In Infosec In the City, Singapore 2019, we spoke about how we built a prototype (Test Bench 1) to learn more about Automotive Cybersecurity. Continuing from our previous journey from Test Bench 1, we will now delve into Connected Vehicles and explore the journey of creating Test Bench 2. We will introduce new protocols apart from CAN bus and explain the overall architecture of the vehicles that we are working on, features vs. vulnerabilities. Finally, we will point out some of the learning points and challenges.
About the Speakers
ALINA (0x410x54) TAN is the founder of Division Zero’s (Div0) Car Security Quarter (CSQ). Her expertise lies in securing Operational Technology (OT), Industrial Control System (ICS) and Supervisory Control and Data Acquisition (SCADA) systems — specifically on the offensive security of these systems. Her interest lies in pentesting OT and automotive systems.
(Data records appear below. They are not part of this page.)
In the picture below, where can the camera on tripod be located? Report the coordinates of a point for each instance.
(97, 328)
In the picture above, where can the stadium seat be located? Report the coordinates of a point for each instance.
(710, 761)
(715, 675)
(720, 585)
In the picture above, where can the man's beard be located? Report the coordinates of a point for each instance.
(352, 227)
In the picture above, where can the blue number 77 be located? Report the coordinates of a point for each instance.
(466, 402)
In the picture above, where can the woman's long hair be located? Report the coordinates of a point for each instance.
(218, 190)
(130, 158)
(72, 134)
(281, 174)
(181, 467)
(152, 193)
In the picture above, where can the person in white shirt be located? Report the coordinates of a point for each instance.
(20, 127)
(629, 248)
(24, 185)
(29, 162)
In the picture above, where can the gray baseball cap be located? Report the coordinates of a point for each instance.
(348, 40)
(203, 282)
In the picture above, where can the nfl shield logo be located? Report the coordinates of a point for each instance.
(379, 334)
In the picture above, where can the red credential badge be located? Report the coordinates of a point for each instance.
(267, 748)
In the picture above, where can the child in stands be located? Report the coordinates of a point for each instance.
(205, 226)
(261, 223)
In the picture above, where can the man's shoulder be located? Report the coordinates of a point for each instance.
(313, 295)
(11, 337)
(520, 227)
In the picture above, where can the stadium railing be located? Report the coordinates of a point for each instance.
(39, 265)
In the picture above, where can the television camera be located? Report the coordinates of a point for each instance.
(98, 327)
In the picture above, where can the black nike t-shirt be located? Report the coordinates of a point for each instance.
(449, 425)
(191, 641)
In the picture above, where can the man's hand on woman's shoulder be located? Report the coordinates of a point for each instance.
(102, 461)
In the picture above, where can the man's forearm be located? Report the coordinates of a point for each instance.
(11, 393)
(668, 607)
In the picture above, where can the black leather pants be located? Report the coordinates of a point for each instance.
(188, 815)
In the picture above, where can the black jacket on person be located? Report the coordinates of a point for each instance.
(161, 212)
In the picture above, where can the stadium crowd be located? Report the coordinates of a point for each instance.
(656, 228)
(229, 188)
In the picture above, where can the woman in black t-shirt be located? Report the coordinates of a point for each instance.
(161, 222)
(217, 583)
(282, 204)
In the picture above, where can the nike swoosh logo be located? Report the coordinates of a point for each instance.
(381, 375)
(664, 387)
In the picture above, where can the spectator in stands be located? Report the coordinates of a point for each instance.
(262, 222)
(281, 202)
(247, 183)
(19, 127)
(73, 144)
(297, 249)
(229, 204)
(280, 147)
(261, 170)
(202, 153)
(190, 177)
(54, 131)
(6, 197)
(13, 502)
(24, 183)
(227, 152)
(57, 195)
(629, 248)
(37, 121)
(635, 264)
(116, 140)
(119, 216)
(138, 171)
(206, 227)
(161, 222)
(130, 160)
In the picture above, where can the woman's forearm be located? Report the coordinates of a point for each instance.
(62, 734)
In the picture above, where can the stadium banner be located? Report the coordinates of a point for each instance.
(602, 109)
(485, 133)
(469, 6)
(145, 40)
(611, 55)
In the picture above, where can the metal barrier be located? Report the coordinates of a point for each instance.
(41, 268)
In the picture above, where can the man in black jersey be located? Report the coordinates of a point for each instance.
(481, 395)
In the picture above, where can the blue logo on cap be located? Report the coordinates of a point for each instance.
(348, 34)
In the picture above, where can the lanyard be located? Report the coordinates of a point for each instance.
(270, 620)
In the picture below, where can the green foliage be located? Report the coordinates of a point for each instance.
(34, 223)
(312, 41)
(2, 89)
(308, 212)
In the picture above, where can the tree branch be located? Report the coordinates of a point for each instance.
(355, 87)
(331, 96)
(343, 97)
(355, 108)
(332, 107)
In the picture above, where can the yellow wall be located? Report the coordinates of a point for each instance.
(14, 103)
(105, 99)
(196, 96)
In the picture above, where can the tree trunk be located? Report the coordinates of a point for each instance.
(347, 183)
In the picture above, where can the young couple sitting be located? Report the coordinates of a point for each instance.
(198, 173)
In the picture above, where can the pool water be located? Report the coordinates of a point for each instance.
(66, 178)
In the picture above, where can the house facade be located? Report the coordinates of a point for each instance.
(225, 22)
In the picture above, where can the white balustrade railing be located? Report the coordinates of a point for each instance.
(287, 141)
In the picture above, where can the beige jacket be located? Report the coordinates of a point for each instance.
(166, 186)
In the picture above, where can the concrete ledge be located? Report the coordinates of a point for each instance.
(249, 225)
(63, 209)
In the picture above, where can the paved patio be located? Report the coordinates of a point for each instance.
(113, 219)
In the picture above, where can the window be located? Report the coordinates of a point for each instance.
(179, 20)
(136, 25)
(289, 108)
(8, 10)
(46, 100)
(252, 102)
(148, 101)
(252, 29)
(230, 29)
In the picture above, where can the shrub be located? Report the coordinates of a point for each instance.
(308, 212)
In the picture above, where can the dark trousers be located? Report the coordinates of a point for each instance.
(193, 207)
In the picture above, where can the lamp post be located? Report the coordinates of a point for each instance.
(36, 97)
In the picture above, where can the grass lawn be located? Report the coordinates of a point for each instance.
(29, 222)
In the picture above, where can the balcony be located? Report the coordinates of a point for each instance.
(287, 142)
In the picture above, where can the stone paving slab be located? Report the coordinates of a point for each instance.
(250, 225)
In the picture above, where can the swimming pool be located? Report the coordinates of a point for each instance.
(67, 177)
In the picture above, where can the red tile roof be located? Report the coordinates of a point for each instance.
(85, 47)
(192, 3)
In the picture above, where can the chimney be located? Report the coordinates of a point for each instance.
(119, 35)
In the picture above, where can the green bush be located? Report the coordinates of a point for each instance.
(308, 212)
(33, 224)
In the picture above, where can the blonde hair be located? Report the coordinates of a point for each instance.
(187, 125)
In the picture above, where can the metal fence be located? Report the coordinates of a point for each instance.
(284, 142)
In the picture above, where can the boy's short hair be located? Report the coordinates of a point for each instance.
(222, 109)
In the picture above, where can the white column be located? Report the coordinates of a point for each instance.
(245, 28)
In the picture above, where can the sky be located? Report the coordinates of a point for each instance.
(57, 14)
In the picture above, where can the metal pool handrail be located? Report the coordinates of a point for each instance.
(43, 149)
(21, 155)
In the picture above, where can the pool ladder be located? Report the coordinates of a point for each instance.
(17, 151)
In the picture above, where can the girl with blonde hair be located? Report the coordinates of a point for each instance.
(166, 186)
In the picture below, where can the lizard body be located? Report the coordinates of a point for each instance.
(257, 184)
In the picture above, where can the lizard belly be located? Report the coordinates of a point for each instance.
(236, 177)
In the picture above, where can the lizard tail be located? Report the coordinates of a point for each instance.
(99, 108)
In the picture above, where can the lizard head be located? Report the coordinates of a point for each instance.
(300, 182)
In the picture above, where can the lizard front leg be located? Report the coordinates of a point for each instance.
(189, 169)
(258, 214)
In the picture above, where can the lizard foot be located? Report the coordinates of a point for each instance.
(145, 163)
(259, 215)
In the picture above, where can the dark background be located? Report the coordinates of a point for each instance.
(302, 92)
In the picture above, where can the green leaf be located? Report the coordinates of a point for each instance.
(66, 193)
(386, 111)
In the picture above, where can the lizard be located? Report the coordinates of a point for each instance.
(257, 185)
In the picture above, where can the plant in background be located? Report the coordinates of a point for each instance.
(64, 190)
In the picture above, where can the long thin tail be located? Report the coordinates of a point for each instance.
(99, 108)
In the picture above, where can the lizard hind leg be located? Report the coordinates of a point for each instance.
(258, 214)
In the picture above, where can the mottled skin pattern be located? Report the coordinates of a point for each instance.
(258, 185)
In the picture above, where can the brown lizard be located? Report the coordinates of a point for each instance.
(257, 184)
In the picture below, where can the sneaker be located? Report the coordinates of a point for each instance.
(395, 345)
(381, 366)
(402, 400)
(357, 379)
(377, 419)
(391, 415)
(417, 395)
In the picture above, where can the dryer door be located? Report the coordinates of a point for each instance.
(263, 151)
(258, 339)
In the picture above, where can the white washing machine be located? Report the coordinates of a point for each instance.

EDMUND LIM is an experienced software functional tester and vehicle tester. He is also the pioneer member of Div0’s Car Security Quarter (CSQ). Making a switch into cybersecurity, his interest lies in hardware hacking and pentesting in automotive systems as a start. #animallover #gamer
TAN PEI SI (Kaskrex) is a seasoned developer with a strong interest in cybersecurity. Pei Si is an active advocate in the Singapore cybersecurity community — she actively contributes to Division Zero (Div0) and Infosec In the City, SINCON. She is also the pioneer member of Div0’s Car Security Quarter (CSQ). Pei Si’s interest lies in Digital Forensics and Incident Response (DFIR), hardware hacking and DevSecOps.